Никон, довольный столь бурным изъявлением монашьей радости, поднял старика с пола, благословил, облобызал, а потом только уж и обратил свои взоры на лики святых, писанные рукою благонамеренного Сафония. Да и обмер!
Все тут было латинянское. Всё — блуд и срам!
— Да ты — еретик! — просипел Никон: горло перехватило.
— Воротник? Где-е? — приставляя ладонь к уху, прокричал Сафоний. — Не-ет!
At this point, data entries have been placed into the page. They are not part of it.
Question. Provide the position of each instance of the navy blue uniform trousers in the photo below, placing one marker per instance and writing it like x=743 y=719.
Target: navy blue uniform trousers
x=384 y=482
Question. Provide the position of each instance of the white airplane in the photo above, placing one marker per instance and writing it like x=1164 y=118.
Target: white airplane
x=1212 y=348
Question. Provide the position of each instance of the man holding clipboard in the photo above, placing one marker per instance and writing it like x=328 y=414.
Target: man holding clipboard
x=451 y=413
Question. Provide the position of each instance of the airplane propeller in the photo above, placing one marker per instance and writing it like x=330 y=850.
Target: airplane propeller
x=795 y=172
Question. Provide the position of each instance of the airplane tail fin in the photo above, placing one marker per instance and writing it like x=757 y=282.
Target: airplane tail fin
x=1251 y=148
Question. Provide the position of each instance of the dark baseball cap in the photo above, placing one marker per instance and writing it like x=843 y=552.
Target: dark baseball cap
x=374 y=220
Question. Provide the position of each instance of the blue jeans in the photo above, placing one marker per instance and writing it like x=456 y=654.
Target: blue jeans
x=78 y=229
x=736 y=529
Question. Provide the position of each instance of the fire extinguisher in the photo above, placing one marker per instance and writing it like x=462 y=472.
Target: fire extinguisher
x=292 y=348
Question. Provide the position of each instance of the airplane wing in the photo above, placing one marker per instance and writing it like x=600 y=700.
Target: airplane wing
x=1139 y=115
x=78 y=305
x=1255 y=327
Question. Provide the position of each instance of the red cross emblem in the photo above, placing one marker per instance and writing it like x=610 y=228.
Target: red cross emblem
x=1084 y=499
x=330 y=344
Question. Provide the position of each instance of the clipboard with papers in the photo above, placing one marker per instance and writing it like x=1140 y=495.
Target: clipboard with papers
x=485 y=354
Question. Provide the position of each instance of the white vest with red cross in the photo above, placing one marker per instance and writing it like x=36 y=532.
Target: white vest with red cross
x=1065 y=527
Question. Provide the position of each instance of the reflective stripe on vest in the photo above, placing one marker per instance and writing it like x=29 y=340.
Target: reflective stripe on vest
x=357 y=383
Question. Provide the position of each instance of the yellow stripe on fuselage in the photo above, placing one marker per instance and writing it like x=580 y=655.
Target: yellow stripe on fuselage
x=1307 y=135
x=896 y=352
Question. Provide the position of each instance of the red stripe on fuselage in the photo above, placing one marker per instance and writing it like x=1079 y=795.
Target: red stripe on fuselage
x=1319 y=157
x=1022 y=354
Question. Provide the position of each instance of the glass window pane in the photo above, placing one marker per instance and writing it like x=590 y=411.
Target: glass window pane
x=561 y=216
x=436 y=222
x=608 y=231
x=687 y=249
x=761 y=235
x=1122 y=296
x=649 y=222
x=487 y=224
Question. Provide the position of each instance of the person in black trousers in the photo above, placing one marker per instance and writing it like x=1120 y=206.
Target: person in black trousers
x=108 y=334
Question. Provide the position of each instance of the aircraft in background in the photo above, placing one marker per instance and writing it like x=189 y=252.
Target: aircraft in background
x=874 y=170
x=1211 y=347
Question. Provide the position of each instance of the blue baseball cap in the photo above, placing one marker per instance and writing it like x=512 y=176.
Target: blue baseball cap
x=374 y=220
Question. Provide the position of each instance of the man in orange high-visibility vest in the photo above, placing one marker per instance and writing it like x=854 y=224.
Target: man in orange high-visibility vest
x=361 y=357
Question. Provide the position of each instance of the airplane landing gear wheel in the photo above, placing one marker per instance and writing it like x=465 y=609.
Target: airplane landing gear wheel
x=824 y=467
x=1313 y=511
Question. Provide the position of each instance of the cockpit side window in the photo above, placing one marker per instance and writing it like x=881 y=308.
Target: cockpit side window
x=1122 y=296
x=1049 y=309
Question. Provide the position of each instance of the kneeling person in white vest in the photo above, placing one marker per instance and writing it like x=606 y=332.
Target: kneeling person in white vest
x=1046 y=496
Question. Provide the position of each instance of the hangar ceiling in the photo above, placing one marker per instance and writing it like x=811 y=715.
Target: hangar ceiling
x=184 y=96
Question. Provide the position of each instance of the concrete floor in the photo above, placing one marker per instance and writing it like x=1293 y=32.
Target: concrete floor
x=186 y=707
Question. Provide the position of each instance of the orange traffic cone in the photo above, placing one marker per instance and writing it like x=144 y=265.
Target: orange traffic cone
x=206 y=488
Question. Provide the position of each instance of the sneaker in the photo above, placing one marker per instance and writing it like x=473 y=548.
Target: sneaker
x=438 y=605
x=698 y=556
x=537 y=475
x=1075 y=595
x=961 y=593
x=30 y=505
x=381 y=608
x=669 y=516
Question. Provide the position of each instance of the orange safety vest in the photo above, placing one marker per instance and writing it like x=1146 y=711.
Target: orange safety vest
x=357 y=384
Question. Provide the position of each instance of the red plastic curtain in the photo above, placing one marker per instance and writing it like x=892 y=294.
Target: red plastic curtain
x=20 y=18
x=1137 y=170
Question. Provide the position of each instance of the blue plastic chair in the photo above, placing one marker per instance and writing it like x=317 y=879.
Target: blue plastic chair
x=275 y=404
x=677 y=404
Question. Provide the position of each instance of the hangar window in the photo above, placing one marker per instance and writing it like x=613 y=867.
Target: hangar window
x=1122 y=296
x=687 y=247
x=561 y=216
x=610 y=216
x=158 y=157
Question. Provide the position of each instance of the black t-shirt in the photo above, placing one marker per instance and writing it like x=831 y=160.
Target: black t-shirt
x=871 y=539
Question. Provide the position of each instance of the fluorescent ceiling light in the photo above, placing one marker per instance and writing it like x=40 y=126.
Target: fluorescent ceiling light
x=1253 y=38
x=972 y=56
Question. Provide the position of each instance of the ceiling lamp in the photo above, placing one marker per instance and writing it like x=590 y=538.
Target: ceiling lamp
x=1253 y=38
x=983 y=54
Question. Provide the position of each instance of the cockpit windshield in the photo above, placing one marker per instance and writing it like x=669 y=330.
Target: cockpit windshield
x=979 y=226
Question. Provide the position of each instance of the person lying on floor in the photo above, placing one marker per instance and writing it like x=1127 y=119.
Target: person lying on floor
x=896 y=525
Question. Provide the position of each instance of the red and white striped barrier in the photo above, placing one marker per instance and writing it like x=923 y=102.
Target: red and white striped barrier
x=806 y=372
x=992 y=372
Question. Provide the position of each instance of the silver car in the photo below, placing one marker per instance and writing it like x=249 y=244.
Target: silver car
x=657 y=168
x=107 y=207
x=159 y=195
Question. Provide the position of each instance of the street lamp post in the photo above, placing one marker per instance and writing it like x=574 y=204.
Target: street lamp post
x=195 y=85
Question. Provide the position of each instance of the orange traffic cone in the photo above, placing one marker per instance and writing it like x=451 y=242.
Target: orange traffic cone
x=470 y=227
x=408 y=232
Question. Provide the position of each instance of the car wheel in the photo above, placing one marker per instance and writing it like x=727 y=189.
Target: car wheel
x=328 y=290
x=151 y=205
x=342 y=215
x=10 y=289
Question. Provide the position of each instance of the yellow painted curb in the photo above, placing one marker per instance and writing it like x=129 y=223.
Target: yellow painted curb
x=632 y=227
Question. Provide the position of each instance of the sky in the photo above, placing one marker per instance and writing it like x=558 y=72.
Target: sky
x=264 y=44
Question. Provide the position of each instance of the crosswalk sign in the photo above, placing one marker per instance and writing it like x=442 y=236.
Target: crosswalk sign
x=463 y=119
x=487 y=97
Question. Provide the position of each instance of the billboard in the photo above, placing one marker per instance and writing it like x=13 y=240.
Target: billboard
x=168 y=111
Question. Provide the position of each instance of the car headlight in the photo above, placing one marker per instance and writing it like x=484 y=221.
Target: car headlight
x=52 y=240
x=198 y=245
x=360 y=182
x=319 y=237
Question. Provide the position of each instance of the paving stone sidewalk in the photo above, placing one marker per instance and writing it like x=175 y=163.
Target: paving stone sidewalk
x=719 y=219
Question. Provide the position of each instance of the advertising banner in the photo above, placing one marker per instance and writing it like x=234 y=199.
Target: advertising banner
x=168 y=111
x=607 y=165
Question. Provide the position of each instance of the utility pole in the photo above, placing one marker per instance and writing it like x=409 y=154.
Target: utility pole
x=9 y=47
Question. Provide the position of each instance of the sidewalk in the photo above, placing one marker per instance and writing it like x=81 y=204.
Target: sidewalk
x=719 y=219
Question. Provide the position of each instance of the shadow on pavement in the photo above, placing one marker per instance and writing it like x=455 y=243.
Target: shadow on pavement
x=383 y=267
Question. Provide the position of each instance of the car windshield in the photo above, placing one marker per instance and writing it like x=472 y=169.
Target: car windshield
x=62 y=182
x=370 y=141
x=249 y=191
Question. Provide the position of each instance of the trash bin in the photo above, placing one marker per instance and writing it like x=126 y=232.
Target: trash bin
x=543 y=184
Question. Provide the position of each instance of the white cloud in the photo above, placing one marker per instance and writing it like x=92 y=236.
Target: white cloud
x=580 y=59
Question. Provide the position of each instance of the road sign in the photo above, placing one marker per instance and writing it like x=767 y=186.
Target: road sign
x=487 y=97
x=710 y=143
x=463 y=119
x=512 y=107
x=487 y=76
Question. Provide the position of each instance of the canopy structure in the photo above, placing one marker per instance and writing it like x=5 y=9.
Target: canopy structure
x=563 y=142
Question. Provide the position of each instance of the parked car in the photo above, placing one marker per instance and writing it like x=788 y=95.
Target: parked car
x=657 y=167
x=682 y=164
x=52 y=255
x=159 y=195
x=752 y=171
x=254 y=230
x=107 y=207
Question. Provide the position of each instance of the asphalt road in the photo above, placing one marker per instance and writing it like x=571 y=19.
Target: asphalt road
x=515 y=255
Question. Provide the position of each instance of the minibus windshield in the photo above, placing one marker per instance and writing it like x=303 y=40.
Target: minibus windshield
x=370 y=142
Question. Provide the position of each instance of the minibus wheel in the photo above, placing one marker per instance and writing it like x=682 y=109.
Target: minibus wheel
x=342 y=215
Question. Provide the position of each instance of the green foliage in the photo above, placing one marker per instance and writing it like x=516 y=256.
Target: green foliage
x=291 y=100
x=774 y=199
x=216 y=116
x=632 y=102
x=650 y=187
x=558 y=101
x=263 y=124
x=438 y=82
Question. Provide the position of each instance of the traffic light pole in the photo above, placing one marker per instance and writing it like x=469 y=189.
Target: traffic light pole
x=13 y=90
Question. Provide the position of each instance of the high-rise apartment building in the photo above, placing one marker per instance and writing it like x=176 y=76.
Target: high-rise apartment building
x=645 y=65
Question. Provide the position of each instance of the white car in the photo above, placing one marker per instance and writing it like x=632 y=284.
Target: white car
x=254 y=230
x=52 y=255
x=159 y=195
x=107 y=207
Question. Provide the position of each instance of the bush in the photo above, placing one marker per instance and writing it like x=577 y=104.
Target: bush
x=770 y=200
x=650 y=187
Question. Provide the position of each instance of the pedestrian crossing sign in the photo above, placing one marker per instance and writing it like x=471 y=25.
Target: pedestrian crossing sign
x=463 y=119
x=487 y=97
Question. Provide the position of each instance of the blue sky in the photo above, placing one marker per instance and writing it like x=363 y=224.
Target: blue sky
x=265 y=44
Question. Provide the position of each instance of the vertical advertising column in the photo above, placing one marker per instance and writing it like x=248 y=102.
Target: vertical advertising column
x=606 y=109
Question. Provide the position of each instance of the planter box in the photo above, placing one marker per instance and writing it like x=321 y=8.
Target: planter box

Это не воротник.
Патриарх подошел к огромной, на треть стены, иконе «Вседержителя». Бог был изображен грозным старцем. Волосы вздыблены, рыжая борода как солнце, рука на книге судеб мужская, мясистая. Глаза старец скосил яростно. В самом сидении его было что-то неспокойное, мятущееся. У ног черепахою — праведник! Поглядел Никон — «Боже ты мой! Праведник — сам Сафоний».
Поворотился к другой стене, а там «Адам и Ева».
На лбу Никона пот выступил.
Груди у Евы большие, белые, соски розовые, нежные. Ноги голые и живот, да и все, все! И лишь на самое страшное для глаз монаха место волосы золотые ручейком сбегают.
— Да тебя в сруб! — топнул ногой Никон, вперяясь глазами в Еву.
Монах опять не расслышал угрозы и, подойдя к Еве, погладил белое ее плечо.
— Как живая! Погляжу иной раз, а она будто улыбается… Эх, в молодости бы так писать… Сам-то до умного не додумался. А тут парсуну привезли. Поглядел — и заплакал. Пропала жизнь. Но от обиды и сила вдруг взыграла. Взял доску и давай писать. Что бы ты думал?! За две ночи — все готово! Свечей, правду сказать, уйму сжег.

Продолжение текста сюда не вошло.